Did this tonight with what I had: potatoes instead of beans, kielbasa instead of linguica, white vermouth instead of white wine, and a shit-ton of kale (the garden went crazy because of an early summer in Seattle) instead of collard greens.
Verdict: Good, but needed more spice to balance out the heartier greens; will add red pepper flakes as I reheat the other portions. Will also update if the kale does not hold up in the fridge (concerned that it will not keep as well, flavor-wise).

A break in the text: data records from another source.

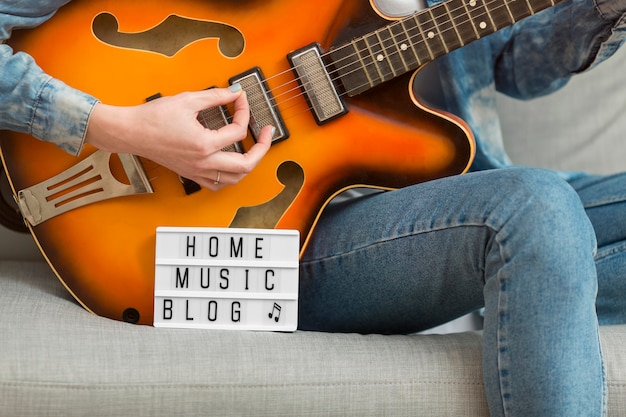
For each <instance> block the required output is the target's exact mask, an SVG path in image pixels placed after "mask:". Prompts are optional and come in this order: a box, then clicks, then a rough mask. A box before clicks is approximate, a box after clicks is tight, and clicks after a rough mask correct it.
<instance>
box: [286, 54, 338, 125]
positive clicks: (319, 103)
mask: <svg viewBox="0 0 626 417" xmlns="http://www.w3.org/2000/svg"><path fill="white" fill-rule="evenodd" d="M287 59H288V60H289V62H290V63H291V67H292V69H293V71H294V73H295V74H296V78H297V80H298V83H299V84H300V88H301V89H302V92H303V93H304V96H305V97H306V100H307V102H308V103H309V106H310V108H311V110H312V112H313V117H314V118H315V121H316V122H317V124H318V125H322V124H324V123H327V122H329V121H331V120H333V119H336V118H337V117H340V116H342V115H344V114H346V113H347V112H348V109H347V108H346V105H345V103H344V102H343V100H342V99H341V97H340V95H339V94H338V92H337V89H336V88H335V85H334V84H333V82H332V79H331V77H330V74H329V71H328V68H327V66H326V65H325V63H324V61H323V60H322V56H321V54H320V47H319V45H318V44H311V45H309V46H306V47H304V48H301V49H298V50H296V51H294V52H292V53H290V54H289V55H287Z"/></svg>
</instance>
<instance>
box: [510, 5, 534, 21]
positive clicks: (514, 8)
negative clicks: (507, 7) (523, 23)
mask: <svg viewBox="0 0 626 417" xmlns="http://www.w3.org/2000/svg"><path fill="white" fill-rule="evenodd" d="M506 3H507V7H508V8H509V11H510V12H511V16H512V17H513V20H514V21H518V20H521V19H523V18H525V17H527V16H530V15H531V14H532V13H533V11H532V9H531V7H530V4H529V3H528V1H527V0H512V1H507V2H506Z"/></svg>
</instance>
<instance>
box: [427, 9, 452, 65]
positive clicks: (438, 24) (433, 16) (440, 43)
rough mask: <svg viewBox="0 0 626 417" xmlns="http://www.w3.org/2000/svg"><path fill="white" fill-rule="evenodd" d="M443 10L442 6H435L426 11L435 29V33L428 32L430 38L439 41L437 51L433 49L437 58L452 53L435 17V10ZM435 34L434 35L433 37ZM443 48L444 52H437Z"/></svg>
mask: <svg viewBox="0 0 626 417" xmlns="http://www.w3.org/2000/svg"><path fill="white" fill-rule="evenodd" d="M440 9H441V5H438V6H433V7H430V8H428V9H427V10H426V11H427V12H428V14H429V15H430V21H431V22H432V27H433V28H434V29H435V31H434V32H428V37H429V38H431V39H437V41H438V42H437V43H438V45H440V46H438V47H437V49H436V50H435V49H433V52H434V53H435V56H440V55H443V54H447V53H448V52H450V49H449V48H448V45H447V44H446V43H445V41H444V38H443V34H442V31H441V29H440V28H439V24H438V23H437V19H436V18H435V15H434V13H433V11H434V10H440ZM433 33H434V35H433ZM442 47H443V51H441V52H439V53H438V52H437V50H439V49H440V48H442Z"/></svg>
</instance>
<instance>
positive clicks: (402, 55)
mask: <svg viewBox="0 0 626 417" xmlns="http://www.w3.org/2000/svg"><path fill="white" fill-rule="evenodd" d="M389 30H390V32H391V35H392V36H393V39H394V42H395V44H396V46H397V47H398V55H399V56H400V57H401V58H402V61H403V62H404V65H405V67H406V69H407V71H410V70H411V69H415V68H417V67H418V66H419V64H420V62H419V57H418V56H417V53H416V52H415V47H414V46H413V42H411V40H410V39H409V35H408V33H407V31H406V29H405V27H404V23H403V22H402V21H398V22H395V23H393V24H391V25H390V26H389Z"/></svg>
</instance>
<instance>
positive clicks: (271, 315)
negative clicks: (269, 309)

I have to thank you for the efforts you have put in
penning this site. I’m hoping to see the same high-grade content by you in the future as well. In fact, your creative writing abilities has encouraged me to get my very own website now 😉
Made this with chard from the back yard and asparagus. Added Piri Piri sauce after serving which made it excellent.
A belated thanks for the shout-out, Hank. Your version looks tops, even though I do opt these days for non-meat meals. Yeah, sometimes I miss sausage. ; )
Best wishes on the launch of your new book.
On the same wavelength! My over-wintered collards are bolting and it’s time to finish them off. Picked up some Linguica and a ham hock, using potatoes instead of beans, and I’ll be using some ramp whites instead of garlic.
Congrats on the NYT mention today… Sifton was taking a page from your book about unusual birds. Great soup… love linguica.
That looks great. It also looks like a traditional Portuguese bean soup. The Portuguese bean soup in Hawaii is like this but with some tomato base and we use kidney beans. Being Portuguese, I’m shocked to see a blog posting about mainland Portuguese food seen as it’s not common outside of the Northeast US.
And that Linguica looks awesome. Going to have to make that soon.